Manhood Rites

Ancient rites of manhood, virility unbound,
the echoing sound of trembling ground,
bass roar of the crowd soaring into glory,
brilliant skies wide consuming the passion released,
reverberating from deep inside.

The Coliseum shakes, Gladiators bake upon sands
soaked with blood, sweat and tears, the atmosphere
thick with the scent of fear, adrenalin pounding
aggression sounding like soprano songs of
encouragement.

Weapons glinting in the sun,
jewelry glittering in the stands,
the bands boom bass and airy refrains
blunted by the sand, man against man.

Media moguls banter, skyboxes and box seats planted
around the heights, the sights digitally delineated,
fated for eternal broadcast, electromagnetic signals of
multi-colored stallions brilliantly bedecked, prancing
upon courts of gold, bodies sold to the highest bidder,
commercials and riches promised to the winner.

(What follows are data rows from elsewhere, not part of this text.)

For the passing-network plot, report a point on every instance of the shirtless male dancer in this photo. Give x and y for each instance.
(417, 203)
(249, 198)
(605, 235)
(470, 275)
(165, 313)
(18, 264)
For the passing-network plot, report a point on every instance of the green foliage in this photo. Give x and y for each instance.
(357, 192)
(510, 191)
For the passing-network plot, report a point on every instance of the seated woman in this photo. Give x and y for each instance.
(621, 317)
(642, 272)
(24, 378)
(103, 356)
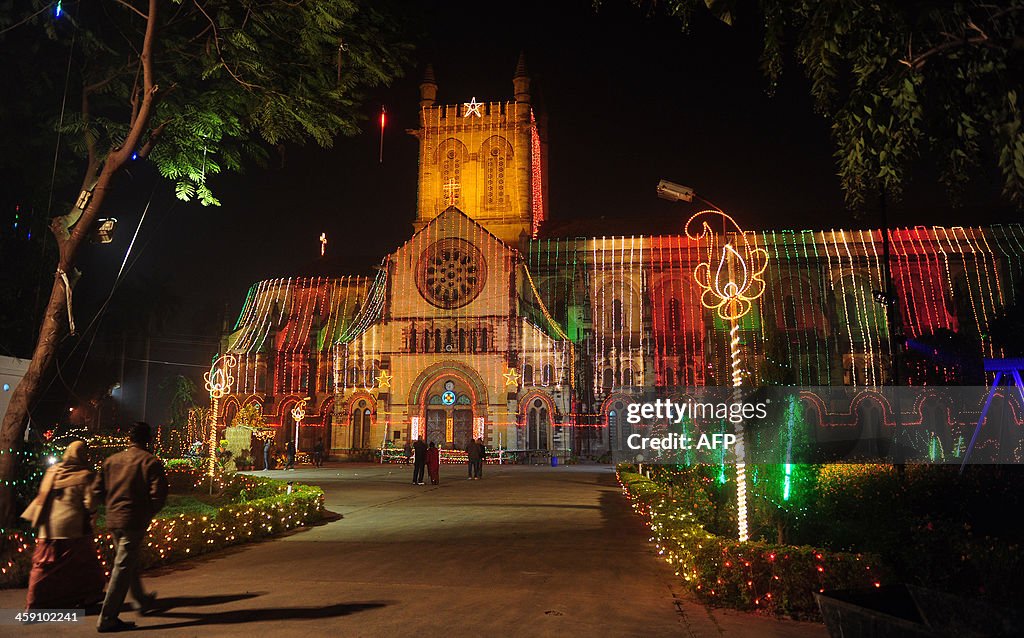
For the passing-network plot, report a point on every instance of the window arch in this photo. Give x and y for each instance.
(497, 154)
(616, 314)
(451, 156)
(675, 314)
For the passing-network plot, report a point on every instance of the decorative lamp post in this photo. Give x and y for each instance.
(218, 383)
(731, 278)
(299, 413)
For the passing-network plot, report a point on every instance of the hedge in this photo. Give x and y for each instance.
(262, 507)
(752, 576)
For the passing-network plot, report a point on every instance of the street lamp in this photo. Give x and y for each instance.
(218, 383)
(731, 275)
(299, 413)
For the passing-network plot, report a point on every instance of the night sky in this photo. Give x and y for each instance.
(629, 99)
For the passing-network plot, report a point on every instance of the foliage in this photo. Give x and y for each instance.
(250, 416)
(776, 579)
(254, 508)
(900, 81)
(235, 80)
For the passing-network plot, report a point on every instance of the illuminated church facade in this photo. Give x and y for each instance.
(484, 325)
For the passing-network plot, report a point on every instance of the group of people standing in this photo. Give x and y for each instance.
(290, 454)
(428, 457)
(66, 570)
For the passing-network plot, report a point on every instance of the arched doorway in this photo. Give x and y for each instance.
(449, 412)
(360, 422)
(538, 425)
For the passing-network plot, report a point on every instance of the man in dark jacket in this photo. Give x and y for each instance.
(472, 456)
(134, 485)
(419, 461)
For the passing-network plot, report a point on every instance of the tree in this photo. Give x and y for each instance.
(900, 81)
(196, 87)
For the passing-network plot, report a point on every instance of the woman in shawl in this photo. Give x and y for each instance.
(66, 571)
(433, 463)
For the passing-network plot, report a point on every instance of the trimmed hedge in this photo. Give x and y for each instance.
(260, 507)
(752, 576)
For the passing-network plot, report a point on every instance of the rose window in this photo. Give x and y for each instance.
(451, 273)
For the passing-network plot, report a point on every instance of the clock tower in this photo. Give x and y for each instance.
(484, 158)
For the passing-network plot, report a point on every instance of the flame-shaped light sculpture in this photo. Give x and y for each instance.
(218, 383)
(732, 279)
(732, 274)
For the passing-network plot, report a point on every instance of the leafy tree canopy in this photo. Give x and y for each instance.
(932, 79)
(233, 78)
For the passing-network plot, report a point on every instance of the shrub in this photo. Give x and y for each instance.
(265, 510)
(777, 579)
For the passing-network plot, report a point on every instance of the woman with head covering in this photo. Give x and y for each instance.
(66, 571)
(433, 463)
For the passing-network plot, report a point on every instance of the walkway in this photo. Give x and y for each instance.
(526, 551)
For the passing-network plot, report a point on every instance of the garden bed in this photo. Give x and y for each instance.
(240, 509)
(838, 526)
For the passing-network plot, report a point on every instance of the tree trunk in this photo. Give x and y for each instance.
(12, 429)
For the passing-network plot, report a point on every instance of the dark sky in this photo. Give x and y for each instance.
(629, 99)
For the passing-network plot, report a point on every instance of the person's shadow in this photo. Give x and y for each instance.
(165, 606)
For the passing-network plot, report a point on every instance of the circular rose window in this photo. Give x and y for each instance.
(451, 273)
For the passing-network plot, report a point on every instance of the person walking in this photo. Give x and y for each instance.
(472, 452)
(290, 450)
(318, 453)
(135, 487)
(433, 463)
(66, 572)
(420, 461)
(481, 456)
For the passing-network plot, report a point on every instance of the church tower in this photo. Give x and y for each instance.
(483, 158)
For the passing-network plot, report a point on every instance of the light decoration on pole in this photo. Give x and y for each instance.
(731, 279)
(299, 413)
(472, 109)
(218, 383)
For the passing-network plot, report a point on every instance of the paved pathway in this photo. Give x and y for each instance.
(526, 551)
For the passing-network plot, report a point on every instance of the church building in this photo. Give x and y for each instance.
(487, 323)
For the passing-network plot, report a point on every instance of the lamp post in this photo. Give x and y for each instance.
(731, 277)
(218, 383)
(299, 413)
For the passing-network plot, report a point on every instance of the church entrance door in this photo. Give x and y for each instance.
(462, 428)
(435, 427)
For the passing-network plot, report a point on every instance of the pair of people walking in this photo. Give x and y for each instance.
(426, 458)
(476, 452)
(66, 572)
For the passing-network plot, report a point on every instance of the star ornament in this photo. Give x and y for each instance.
(511, 378)
(472, 108)
(384, 380)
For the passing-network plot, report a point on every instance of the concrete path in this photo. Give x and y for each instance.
(526, 551)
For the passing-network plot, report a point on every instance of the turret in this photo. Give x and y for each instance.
(520, 81)
(428, 88)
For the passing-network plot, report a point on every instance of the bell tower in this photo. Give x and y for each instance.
(484, 158)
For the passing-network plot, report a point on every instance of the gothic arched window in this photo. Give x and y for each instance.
(497, 154)
(674, 314)
(451, 156)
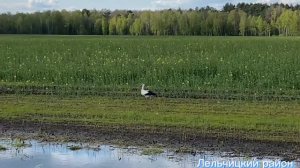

Balls have replaced the swords, but the crowd ever
has the last word, ancient rituals reborn yet never passed,
the same inner turmoil released like stale gas,
societal controls pacify the masses.

Food, money and sex,
the parameters of the worldly test,
distracting the distractable from the intractable
issues of the day,
earthquakes and wars,
peonage and closed doors,
unequal wealth accumulation and slavery,
drudgery and promised damnation
trumps bravery.

Modern rites of manhood, virility remixed,
become blissful ignorance and sensual satiation,
the digital revelation yet another dream,
revolution televised on wide-screen
each moment captured by cam-phone streams,
endlessly clicking through albums
of forgotten scenes.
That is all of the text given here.